Кабинет хранил устойчивый запах трубочного табака, старой кожи, каминного дыма. Огромное кожаное кресло стояло у камина. Старый граммофон с красной пастью трубы. Этажерка, набитая справочниками. Книг было немного. В двух шведских шкафах сочинения Декарта, Гёте, Толстого, Диккенса. Громоздкий бронзовый письменный прибор с двумя чернильницами, подсвечниками, пресс-папье. Вещи потомственные, переходящие из поколения в поколение. Здесь все имело почетную родословную, все было связано с именами, известными чехам. Какие-то коллективные снимки конгрессов, конференций. Здена показывала Карела – вот он, в центре. Группа молодых гениев на пароходе, некоторые лица казались Джо знакомыми, но узнал он лишь Жака Адамара по отдельной фотографии с дарственной надписью, сделанной великим французским математиком, и чешского математика Эдуарда Чеха.

На синем сукне стола лежали вверх дужками очки Карела Голана. Значит, перед тем как выйти на балкон, он снял их. Джо перегнулся через балконную решетку. О чем он думал, когда летел, когда уже нельзя было вернуться назад? Так легко перемахнуть через эти узорчатые перила? Ощущение полета соблазняло, высота втягивала, это было так просто… "Это так просто, - вспыхнули перед ним слова Карела. - Никогда не думал, что это так просто". Наконец-то Джо вспомнил! Именно три этих слова! Голос Карела потому и изменился, что у него все было решено! Бесповоротно решено! Он говорил как бы уже после падения, с того света – очищенным от страха, полнозвучным голосом.

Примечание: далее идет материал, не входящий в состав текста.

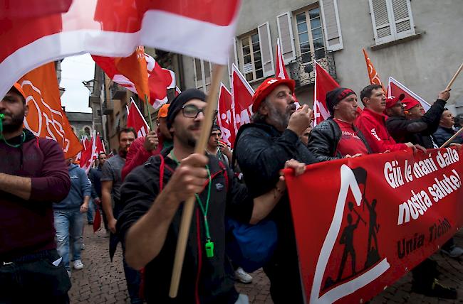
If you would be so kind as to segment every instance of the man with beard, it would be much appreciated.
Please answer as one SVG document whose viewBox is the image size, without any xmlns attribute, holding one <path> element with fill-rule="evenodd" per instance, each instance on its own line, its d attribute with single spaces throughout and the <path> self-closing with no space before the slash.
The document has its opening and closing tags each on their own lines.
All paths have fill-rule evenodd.
<svg viewBox="0 0 463 304">
<path fill-rule="evenodd" d="M 166 124 L 170 104 L 161 106 L 157 112 L 157 129 L 150 131 L 145 137 L 139 137 L 130 145 L 127 153 L 125 165 L 123 168 L 122 179 L 136 167 L 142 165 L 153 155 L 161 153 L 162 149 L 172 147 L 172 139 Z"/>
<path fill-rule="evenodd" d="M 229 168 L 212 155 L 194 153 L 204 117 L 206 96 L 187 89 L 172 101 L 167 126 L 172 149 L 152 156 L 133 170 L 121 188 L 125 207 L 118 230 L 125 241 L 130 266 L 145 267 L 145 295 L 156 303 L 247 303 L 238 295 L 225 255 L 225 216 L 256 223 L 274 208 L 285 188 L 278 180 L 271 191 L 252 199 Z M 291 165 L 293 163 L 293 165 Z M 286 166 L 303 172 L 304 164 Z M 177 298 L 169 298 L 170 278 L 180 226 L 182 203 L 195 195 Z"/>
<path fill-rule="evenodd" d="M 241 126 L 236 135 L 234 153 L 253 197 L 274 187 L 288 160 L 307 164 L 317 161 L 299 139 L 311 123 L 312 111 L 306 104 L 296 111 L 294 86 L 292 80 L 264 80 L 252 97 L 252 123 Z M 272 300 L 276 304 L 303 303 L 286 193 L 268 218 L 275 221 L 279 231 L 274 254 L 264 267 L 270 279 Z"/>
<path fill-rule="evenodd" d="M 326 100 L 331 116 L 312 130 L 308 140 L 308 148 L 318 161 L 370 153 L 363 134 L 353 124 L 358 116 L 355 93 L 337 87 L 326 93 Z"/>
<path fill-rule="evenodd" d="M 136 137 L 135 130 L 133 128 L 125 128 L 120 130 L 118 134 L 119 153 L 105 162 L 101 172 L 101 200 L 108 218 L 108 226 L 111 232 L 109 242 L 109 254 L 111 260 L 119 242 L 115 225 L 123 202 L 120 200 L 120 185 L 122 185 L 120 173 L 125 163 L 127 151 Z M 138 296 L 141 276 L 139 271 L 127 265 L 123 246 L 123 264 L 130 303 L 132 304 L 141 303 L 142 301 Z"/>
<path fill-rule="evenodd" d="M 71 187 L 61 148 L 23 129 L 28 108 L 16 83 L 0 100 L 0 303 L 69 303 L 56 251 L 53 202 Z"/>
</svg>

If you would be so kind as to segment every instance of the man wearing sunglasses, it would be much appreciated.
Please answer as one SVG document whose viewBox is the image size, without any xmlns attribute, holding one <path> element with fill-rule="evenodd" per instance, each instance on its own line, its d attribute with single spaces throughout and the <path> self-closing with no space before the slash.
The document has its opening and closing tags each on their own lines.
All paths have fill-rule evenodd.
<svg viewBox="0 0 463 304">
<path fill-rule="evenodd" d="M 310 125 L 312 111 L 306 104 L 296 110 L 294 87 L 292 80 L 266 80 L 252 97 L 252 123 L 241 126 L 236 135 L 234 153 L 253 197 L 275 185 L 287 161 L 317 161 L 299 139 Z M 286 192 L 269 218 L 279 231 L 273 258 L 264 267 L 272 300 L 275 303 L 302 303 L 296 238 Z"/>
<path fill-rule="evenodd" d="M 255 224 L 281 197 L 285 184 L 277 180 L 267 193 L 253 199 L 233 173 L 217 157 L 194 153 L 204 117 L 206 97 L 187 89 L 172 101 L 167 114 L 173 148 L 152 156 L 127 176 L 121 188 L 125 208 L 118 231 L 125 241 L 125 258 L 145 268 L 147 303 L 247 303 L 234 288 L 233 269 L 225 255 L 225 216 Z M 296 173 L 304 164 L 288 162 Z M 194 195 L 178 295 L 169 298 L 182 204 Z"/>
</svg>

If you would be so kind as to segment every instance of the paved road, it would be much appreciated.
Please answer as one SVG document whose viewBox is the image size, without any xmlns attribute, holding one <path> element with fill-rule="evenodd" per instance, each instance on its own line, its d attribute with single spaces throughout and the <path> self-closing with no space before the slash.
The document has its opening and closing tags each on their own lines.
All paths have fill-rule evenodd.
<svg viewBox="0 0 463 304">
<path fill-rule="evenodd" d="M 93 234 L 90 226 L 85 227 L 82 251 L 84 268 L 73 271 L 73 283 L 69 293 L 71 303 L 130 303 L 122 266 L 122 254 L 116 252 L 114 261 L 108 256 L 108 239 L 103 231 Z M 457 244 L 463 246 L 463 233 L 456 237 Z M 463 303 L 463 259 L 449 259 L 437 253 L 432 259 L 437 261 L 442 273 L 440 281 L 449 286 L 458 288 L 459 299 L 446 300 L 425 297 L 410 291 L 411 273 L 405 276 L 395 284 L 373 298 L 370 303 Z M 249 285 L 236 283 L 236 288 L 249 296 L 253 304 L 271 304 L 269 279 L 261 271 L 252 273 L 253 283 Z M 170 279 L 170 278 L 166 278 Z"/>
</svg>

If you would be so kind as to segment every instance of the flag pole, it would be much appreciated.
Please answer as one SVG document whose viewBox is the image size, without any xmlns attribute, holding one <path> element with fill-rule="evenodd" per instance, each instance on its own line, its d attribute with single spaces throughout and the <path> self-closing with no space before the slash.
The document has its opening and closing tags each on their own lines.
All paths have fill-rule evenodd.
<svg viewBox="0 0 463 304">
<path fill-rule="evenodd" d="M 445 143 L 444 143 L 444 144 L 442 146 L 441 146 L 439 148 L 444 148 L 445 146 L 450 143 L 452 142 L 452 141 L 453 141 L 455 139 L 455 137 L 458 136 L 462 132 L 463 132 L 463 128 L 458 130 L 457 131 L 457 133 L 453 134 L 453 136 L 452 137 L 450 137 L 448 141 L 447 141 Z"/>
<path fill-rule="evenodd" d="M 206 145 L 209 139 L 211 127 L 212 126 L 212 113 L 217 108 L 217 95 L 219 93 L 220 80 L 225 70 L 224 65 L 214 65 L 212 70 L 212 80 L 211 81 L 211 90 L 207 95 L 207 105 L 204 113 L 204 119 L 201 123 L 201 134 L 199 139 L 196 143 L 194 148 L 195 153 L 204 154 L 206 150 Z M 172 279 L 170 281 L 170 290 L 169 296 L 170 298 L 177 297 L 178 293 L 179 284 L 180 283 L 180 275 L 182 274 L 182 267 L 183 260 L 185 256 L 185 249 L 187 248 L 187 241 L 189 227 L 193 216 L 193 209 L 194 207 L 194 196 L 192 195 L 184 203 L 183 212 L 182 215 L 182 222 L 179 231 L 179 237 L 177 241 L 177 248 L 175 249 L 175 258 L 174 259 L 174 267 L 172 270 Z"/>
<path fill-rule="evenodd" d="M 148 112 L 148 120 L 150 122 L 148 123 L 150 126 L 150 131 L 152 131 L 152 120 L 151 120 L 151 112 L 150 112 L 150 106 L 148 105 L 150 104 L 150 102 L 148 102 L 148 97 L 145 94 L 145 104 L 146 104 L 146 110 Z"/>
<path fill-rule="evenodd" d="M 458 75 L 459 74 L 459 72 L 462 72 L 462 69 L 463 69 L 463 63 L 462 63 L 462 64 L 460 65 L 459 67 L 458 68 L 458 70 L 457 71 L 457 72 L 455 73 L 455 75 L 453 75 L 453 77 L 452 77 L 452 80 L 450 80 L 450 82 L 449 82 L 449 84 L 447 85 L 447 87 L 445 88 L 445 90 L 446 90 L 446 91 L 447 91 L 447 89 L 450 89 L 450 87 L 452 87 L 452 85 L 453 85 L 453 82 L 454 82 L 455 81 L 455 80 L 457 79 L 457 77 L 458 76 Z"/>
</svg>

Здена сидела на кушетке и плакала. На кладбище она кое-как держалась, а сейчас дала волю слезам. Карел не имел права кончать с собой, он должен был предвидеть, как они повернут его самоубийство! На их семью ляжет позор, у них будут неприятности, шутка ли – объявить его причастным к этим предателям и шпионам. Джо молча ходил по кабинету. Честь семьи, фамильная гордость, у него никогда не было ничего подобного и не будет, потому что у него не было родословной, не было предков, оседлой жизни, где по наследству передаются вещи, дома, предания, обычаи, этот отлаженный быт.

- Вы должны нам помочь, - вдруг тихо сказала Здена. - Они не имеют право клеветать на Карела, он ведь подписал бумагу, которую они привезли.

- Какую бумагу? - вскинулся Джо.

Оказывается, в тот вечер Карел позвонил сестре и рассказал, что к нему приезжали и требовали подписать заявление в газету, где он бы осуждал заговорщиков, выражал свое возмущение и требовал самой суровой кары. Он подписал. И он был в отчаянии от того, что согласился, уступил.

- Так вот в чем дело, - сказал Джо. - Теперь понятно. Они разозлились потому, что Голан ускользнул.

- Но они не имеют право мазать его грязью.

- Наверное, это и подтолкнуло его.

- Может быть, он написал об этом в предсмертном письме.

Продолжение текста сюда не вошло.